The claim that the Provincial Council system was an Indian imposition is completely false. Since the time of S W R D Bandaranaike in 1926, when he favoured Regional Councils in a federal set up, the issue of the unit of devolution has been debated. Some favoured the province as the unit and others the district, and when the Indo-Sri Lanka accord was signed, opinion had shifted towards the province as the unit. It is also claimed that the Provincial Councils (PCs) are a white elephant, a waste of public funds. But the reality is that only 7.5% of all Government expenditure is channelled through the PCs, and much of it is for salaries and other expenses in connection with schools and hospitals etc. which would have to be met even if there were no provincial councils. Well below one per cent of the money goes for expenses related to politicians. The extensive infrastructural development to benefit the people is a direct outcome of the PCs. The alternative suggested is the District Council as the unit, but besides not being economically viable, it would increase the expenditure as there are 25 of them. The real objective is to put an end to empowering the people, through the PCs, then through local bodies and finally down to the village councils: so that all decisions can be taken in Colombo.
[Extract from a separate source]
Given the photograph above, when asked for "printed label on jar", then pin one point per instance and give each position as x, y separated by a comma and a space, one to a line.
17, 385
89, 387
But it is through the PCs, LBs and VCs that we can empower people so that they can do their own development activities, thereby overcoming corruption and integrating them within one country so that they will never want to separate. In fact in 1987 with the formation of the PCs all the Tamil militant groups that took up arms against the Government laid them down and entered the democratic stream, except the LTTE. If we do away with PCs now we will be sending the wrong message not only to the Tamil, but also the Sinhala and Muslim, youth. The LTTE lobby here and abroad and the U.S. led conspiracy in Geneva will be given ammunition to attack us.
When decisions are made by one person, however brilliant he may be, mistakes, even serious mistakes, can be made, e.g the Chief Justice appointment. When power is concentrated in one person, abuse of power can readily occur. It is said that “power corrupts, and absolute power corrupts absolutely”. But if the person elected at the next Presidential election is someone who has a military background, like Fonseka, the danger of a military dictatorship, which exists even now, will be greatly increased. Therefore the sooner the Executive Presidency is done away with and we return to a Parliamentary system based on the 1972 Constitution, suitably modified, and with a mixed electoral system, the better it will be for the country and for future generations. Those who promise to do this after the next election cannot be trusted to do so once they acquire this tremendous power. We call upon the present President to do what he promised in the Mahinda Chinthanaya.